Duke University Press has started its new “Singles” series, in which authors devote an entire book to a single song. Duke UP elaborates: “Not just a lone track on an album, but a single: a song distributed to and heard by millions that creates a shared moment it is bound to outlive, revealing social fault lines in the process.” The first book in the series, by poet and critic Joshua Clover, is devoted to Jonathan Richman and the Modern Lovers’ 1972 song “Roadrunner.” The book not only offers a deeply felt homage to the song but also delivers an “account of something like history from 1972 to around 2008, from the local to the global, the circulation of songs and sounds, the circulation of humans, that is planetary migration, the circulation of imperialism and struggles against it, the circulation of finance, and eventually a financial crisis.”

Solange’s Saint Heron studio and platform has launched an online library of books by Black writers and artists. Starting today, you can borrow one of these titles for forty-five days, free of charge. This list of books is growing. Currently, authors include: Adrian Piper, Lucille Clifton, Ntozake Shange, Octavia Butler, Audre Lorde, Rosa Bogar, Houston Baker, and June Jordan.

Axel Springer, the media giant that “aims to become the leading digital publisher in the democratic world,” has drawn criticism after promoting an editor at German tabloid Bild after the editor was accused of sexual harassment. The company is currently looking to gain a foothold in DC: it purchased Politico this summer for $1 billion, and also secretly tried to purchase Politico competitor Axios, hoping to combine the two media outlets. The Axios chief executive declined the offer, calling it “sneaky.”

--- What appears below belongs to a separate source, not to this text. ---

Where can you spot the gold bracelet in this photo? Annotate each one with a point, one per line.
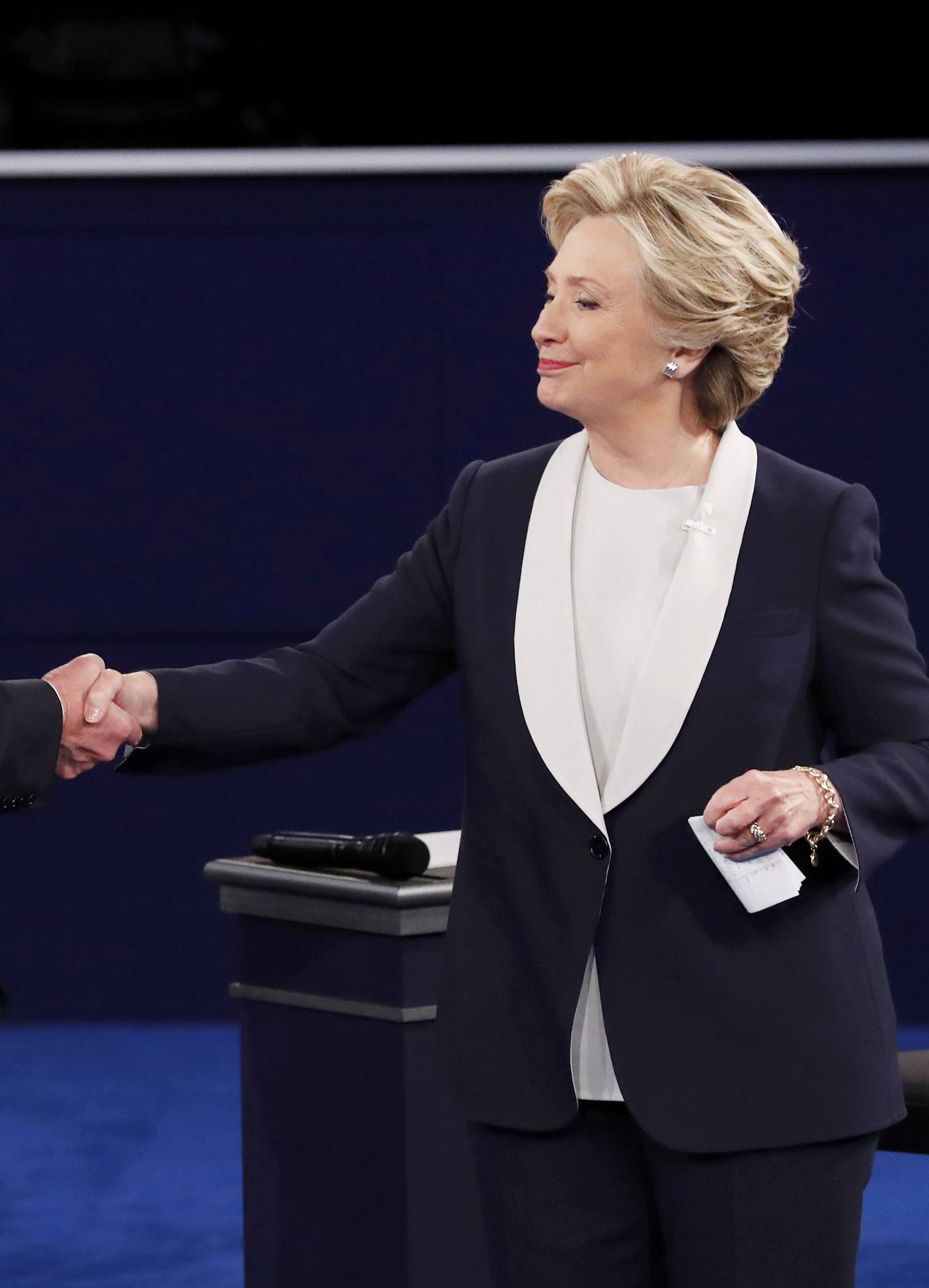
(815, 835)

William Morrow has purchased Rebecca F. Kuang’s Yellowface for a reported six figures. The novel, which grapples with “questions of diversity and racism in publishing and the erasure of Asian American voices and history,” is about “a white author who steals an unpublished manuscript, written by a more successful Asian American novelist who died in a freak accident, and publishes it as her own.”

Tomorrow (Tuesday, October 27) at 7:30 pm Eastern time, Mark McGurl will discuss his new book, Everything and Less, which explores “what has happened to fiction in the age of platform capitalism,” with Mark Greif.